Do you agree with this approach of do you feel there is a better way to calculate slope?
"Slope" does not exist on scalable charts. The concept "Slope" refers to print outs and was used 50 years ago when charts were printed and neither the time scale nor the price scale were ever changed.
Slope is just a visualization of momentum
Let us take a 20-period SMA. Then the slope of this SMA is the visualization of
-> slope = (last value of SMA - prior value of SMA) / (time between two bars if the chart)
On a chart with a fixed time scale, the denominator never changes, so slope is a proxy for
-> last value of SMA - prior value of SMA = last price - price twenty bars ago = momentum
This shows that slope in the end is just a visualization of momentum, nothing else. With electronic charting software nobody needs angles and slope boxes, you just need to measure momentum. Momentum is the first derivative of price and measures the price change.
Normalizing price change means to compare the price change to the average or the typical change.
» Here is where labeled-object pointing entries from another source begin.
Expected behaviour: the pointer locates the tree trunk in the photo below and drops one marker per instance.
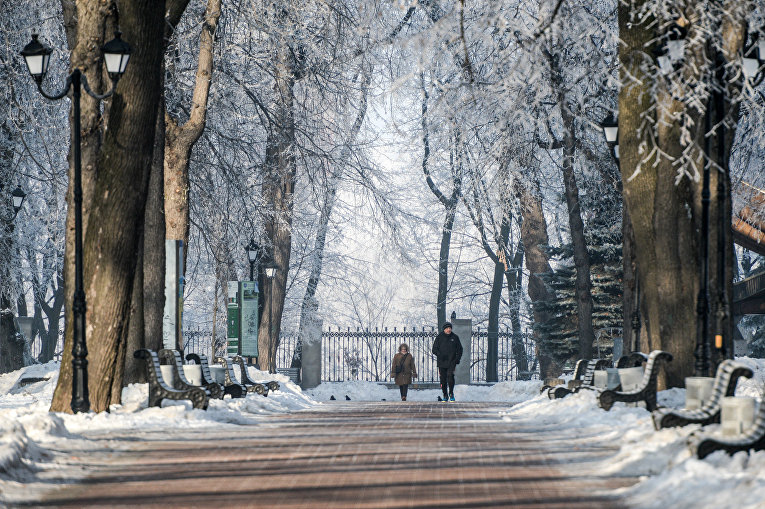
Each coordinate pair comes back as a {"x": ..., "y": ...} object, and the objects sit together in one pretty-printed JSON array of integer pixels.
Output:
[
  {"x": 278, "y": 188},
  {"x": 534, "y": 239},
  {"x": 309, "y": 305},
  {"x": 665, "y": 243},
  {"x": 134, "y": 370},
  {"x": 630, "y": 310},
  {"x": 118, "y": 202},
  {"x": 514, "y": 278},
  {"x": 449, "y": 203},
  {"x": 87, "y": 24},
  {"x": 154, "y": 244},
  {"x": 492, "y": 351},
  {"x": 12, "y": 343},
  {"x": 576, "y": 227},
  {"x": 179, "y": 140}
]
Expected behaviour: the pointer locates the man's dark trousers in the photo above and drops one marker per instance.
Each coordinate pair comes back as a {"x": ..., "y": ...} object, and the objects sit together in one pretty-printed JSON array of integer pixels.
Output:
[{"x": 447, "y": 380}]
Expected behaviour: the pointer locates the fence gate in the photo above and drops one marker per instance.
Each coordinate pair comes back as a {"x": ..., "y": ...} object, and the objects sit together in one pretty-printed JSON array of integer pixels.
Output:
[{"x": 367, "y": 355}]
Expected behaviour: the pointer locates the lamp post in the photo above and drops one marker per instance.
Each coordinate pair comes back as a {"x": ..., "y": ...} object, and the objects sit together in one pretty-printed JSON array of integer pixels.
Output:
[
  {"x": 269, "y": 269},
  {"x": 610, "y": 128},
  {"x": 252, "y": 256},
  {"x": 116, "y": 54}
]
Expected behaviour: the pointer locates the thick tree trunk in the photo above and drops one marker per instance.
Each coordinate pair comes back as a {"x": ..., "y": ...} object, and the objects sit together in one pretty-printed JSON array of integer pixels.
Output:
[
  {"x": 118, "y": 201},
  {"x": 87, "y": 25},
  {"x": 665, "y": 240}
]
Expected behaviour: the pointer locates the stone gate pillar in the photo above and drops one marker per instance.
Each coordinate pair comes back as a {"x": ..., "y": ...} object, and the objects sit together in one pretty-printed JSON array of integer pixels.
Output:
[
  {"x": 310, "y": 362},
  {"x": 463, "y": 327}
]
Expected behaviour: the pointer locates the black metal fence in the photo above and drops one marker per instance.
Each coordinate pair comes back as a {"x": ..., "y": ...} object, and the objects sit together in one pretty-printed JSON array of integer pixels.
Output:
[{"x": 367, "y": 355}]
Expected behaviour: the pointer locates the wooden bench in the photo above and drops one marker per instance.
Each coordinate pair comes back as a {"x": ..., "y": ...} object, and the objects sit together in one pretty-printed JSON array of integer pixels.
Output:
[
  {"x": 632, "y": 360},
  {"x": 228, "y": 370},
  {"x": 586, "y": 382},
  {"x": 173, "y": 358},
  {"x": 234, "y": 390},
  {"x": 208, "y": 382},
  {"x": 579, "y": 369},
  {"x": 646, "y": 392},
  {"x": 753, "y": 439},
  {"x": 271, "y": 385},
  {"x": 728, "y": 373},
  {"x": 159, "y": 389}
]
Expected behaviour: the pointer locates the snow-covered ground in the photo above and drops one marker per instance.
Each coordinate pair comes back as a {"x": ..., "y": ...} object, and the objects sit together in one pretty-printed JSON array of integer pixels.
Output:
[{"x": 668, "y": 475}]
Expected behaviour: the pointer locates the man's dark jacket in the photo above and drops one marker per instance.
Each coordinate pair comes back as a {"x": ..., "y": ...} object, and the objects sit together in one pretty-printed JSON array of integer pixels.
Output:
[{"x": 447, "y": 349}]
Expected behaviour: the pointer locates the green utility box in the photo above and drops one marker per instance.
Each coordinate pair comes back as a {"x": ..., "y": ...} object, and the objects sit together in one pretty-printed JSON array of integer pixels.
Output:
[{"x": 242, "y": 318}]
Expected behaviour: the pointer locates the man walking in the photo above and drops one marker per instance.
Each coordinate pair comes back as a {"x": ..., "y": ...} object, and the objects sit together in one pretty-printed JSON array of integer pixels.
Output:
[{"x": 448, "y": 351}]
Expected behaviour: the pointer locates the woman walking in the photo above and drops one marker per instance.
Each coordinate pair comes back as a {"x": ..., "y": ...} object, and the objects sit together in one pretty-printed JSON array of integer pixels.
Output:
[{"x": 402, "y": 369}]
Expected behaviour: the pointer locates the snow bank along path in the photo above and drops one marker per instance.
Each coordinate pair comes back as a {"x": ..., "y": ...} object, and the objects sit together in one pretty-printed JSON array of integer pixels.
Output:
[{"x": 37, "y": 447}]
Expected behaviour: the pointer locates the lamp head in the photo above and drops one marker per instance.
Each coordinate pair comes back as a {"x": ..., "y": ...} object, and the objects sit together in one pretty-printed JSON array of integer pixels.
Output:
[
  {"x": 269, "y": 268},
  {"x": 252, "y": 251},
  {"x": 610, "y": 128},
  {"x": 17, "y": 197},
  {"x": 116, "y": 55},
  {"x": 37, "y": 57}
]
This means that you have to divide price change by volatility. Volatility can be measured by the average true range, the average range or the standard deviation or any comparable measure.
Ticks are not suited to normalize momentum or slope
But ticks or tick size are not at all suited, because the ticks do not reflect volatility. A simple example shows that ticks do not work:
The daily ATR(20) of ES currently is 16 points or 64 ticks. The daily ATR of YM currently is 139 points or 139 ticks. If you compare the slope of a moving average for both instruments, you should approximately find the same result, as both instruments are index futures and are highly correlated. However, if you divide by the number of ticks, you will have a problem, as YM moves 139 ticks per day, and ES only moves 64 ticks per day.
Therefore you will find much larger angles for ES as compared to YM, which is obviously nonsense.
Forget the ticks, you cannot use them for normalization. And best forget the concept of slope, angles and remember that they were just used to visualize momentum, when charts were printed.